Plaintiff says this instruction singles out for attack one class of evidence, and that it is not in harmony with the general instruction on the credibility of witnesses. We have approved similar instructions, and find no merit in this contention. See Midland Valley Ry. Co. v. Gibson, 94 Okla. 193, 221 P. 100, and cases there cited.
d. Finally, plaintiff says error was committed in giving instruction No. 12:
“In estimating damages the jury are permitted to exercise in weighing the evidence their individual judgments as to the values upon subjects within their knowledge which they have acquired through, experience and observation.”
Plaintiff says this instruction is objectionable in not requiring the jurors to base their judgment as to the weight of the evidence on their experience and observation in common with mankind generally. We think the jury was not misled by this instruction, though it might have been more artfully drawn.

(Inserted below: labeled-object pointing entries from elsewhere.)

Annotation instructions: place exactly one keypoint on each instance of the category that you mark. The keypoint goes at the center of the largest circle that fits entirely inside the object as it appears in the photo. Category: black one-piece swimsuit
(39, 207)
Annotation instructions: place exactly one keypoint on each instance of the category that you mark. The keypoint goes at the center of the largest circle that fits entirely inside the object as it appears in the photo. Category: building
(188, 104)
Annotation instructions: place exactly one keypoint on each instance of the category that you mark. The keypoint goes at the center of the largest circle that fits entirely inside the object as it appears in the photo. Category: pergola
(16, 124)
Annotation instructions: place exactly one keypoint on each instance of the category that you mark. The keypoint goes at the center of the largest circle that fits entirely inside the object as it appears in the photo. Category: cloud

We have noticed all the contentions of the plaintiff. Plaintiff cites on authorities in support of several of them. We think the plaintiff had a fair trial, and the jury was fairly instructed, and the verdict as to the damages cannot be said to be excessive.
Affirmed.
DAVISON, V.C.J., and RILEY, BAY-LESS, CORN, ARNOLD, and LUT-TRELL, JJ., concur. WELCH and GIBSON, JJ., dissent.